Il più interessante di tutto è forse Ward. Dopo la sua rivelazione come agente Hydra, scopriamo tutta una serie di sue debolezze che credevamo prima inesistenti. Oltre a Skye, che rappresenta indubbiamente per lui un punto debole e che non era parte della sua copertura, la parte più intrigante è il suo rapporto con Garrett. Cosa è successo in passato per portare Ward ad affidarsi totalmente a Garrett e lasciare che fosse lui a guidare tutte le scelte importanti della sua vita? Dovremmo odiare Ward ma non possiamo fare a meno di provare pietà per lui e non possiamo che sperare che in un prossimo futuro possa cambiare idea e tornare nel team dei “buoni” al fianco di Skye.
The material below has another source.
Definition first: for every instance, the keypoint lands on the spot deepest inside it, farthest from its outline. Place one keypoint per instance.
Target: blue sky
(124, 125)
Perché avere questa speranza? Perché Ward è convinto di essere dalla parte dei “buoni” da sempre. Lo si capisce quando ormai Skye gli ha fatto capire di aver scoperto il suo doppiogioco e gli dà del nazista. Le motivazione di Ward sono confuse, ma è chiaro per lui che non si ritiene un nazista ed è convinto che l’Hydra di oggi sia ben diversa da quella di un tempo. Per questo motivo è possibile che, se e quando scoprirà di essere dalla parte sbagliata, si ricreda e cerchi di rimediare.

“Niente di personale” è il titolo di questo episodio ed anche una frase detta due volte nel corso dei 40 minuti da due persone diverse.

La prima volta è Ward a pronunciare tali parole ed è riferito al fatto che tutto ciò che ha fatto fino a quel momento era per lui una missione. Un lavoro. E che tutto ciò non avesse niente a che fare con i suoi sentimenti per Skye che invece sono sempre stati reali e genuini.

Il personaggio di Deathlock sempre più centrale

La seconda volta è Mike Peterson aka Deathlock ed è rivolta a Ward. Per costringere Skye a collaborare, Garrett aveva infatti ordinato a Deathlock di mettere in pericolo la vita di Ward convinto del fatto che Skye avrebbe fatto di tutto per salvarlo. E infatti così è stato. Scoprire che il suo mentore non si è fatto alcun problema a potenzialmente sacrificare la sua vita potrebbe già essere sufficiente per far capire a Ward di non lavorare per i “buoni”?

Ultima nota che ha contribuito a rendere speciale questo episodio: il ritorno di May nel team. Se vi siete persi la scena dopo i credits finali vi siete persi una grande scena. A differenza di altre volte dove questi ultimi secondi rappresentavano più una chicca da regalare ai fan questa volta le cose sono state decisamente diverse.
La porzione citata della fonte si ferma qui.